A technology engineer for a bank, Seelamneni says that "America took me in as a son and taught me many things every day, including love, honesty, truth, respect, compassion and camaraderie." He remembers how his parents taught him the value of giving back to society, and how those values went hand in hand with making the decision to become a U.S. citizen. "America helped me to become a better person in my personal and professional life, and I wanted to give something back, and help the society in whatever way I could."
When asked about the process of becoming a citizen, he says that once he read about citizenship on the USCIS website, he was able to find what he needed and apply. "The USCIS website gave me all I needed to complete the process, it’s all right there." In addition, he remembers that, despite feeling nervous, the naturalization exam was a very positive experience. The USCIS officer who conducted his exam was, in his words, "professional and courteous," and even shared additional facts about American history with him after the exam had ended.

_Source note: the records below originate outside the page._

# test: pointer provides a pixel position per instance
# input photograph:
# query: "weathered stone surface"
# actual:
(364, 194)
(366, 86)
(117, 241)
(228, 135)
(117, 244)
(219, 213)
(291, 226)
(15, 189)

Above: Seelamneni shares his story at his naturalization ceremony
Finally, this past July 1, the big day arrived. Seelamneni became a U.S. citizen at a special naturalization ceremony at Fort Necessity, a historical battlefield in Pennsylvania from the 18th-century French and Indian War. When asked about the ceremony, he said: "I feel like I am a part of the history. I shared my experiences with other new citizens, we discussed how your future would be if you are honest and work hard, how the sky is the limit."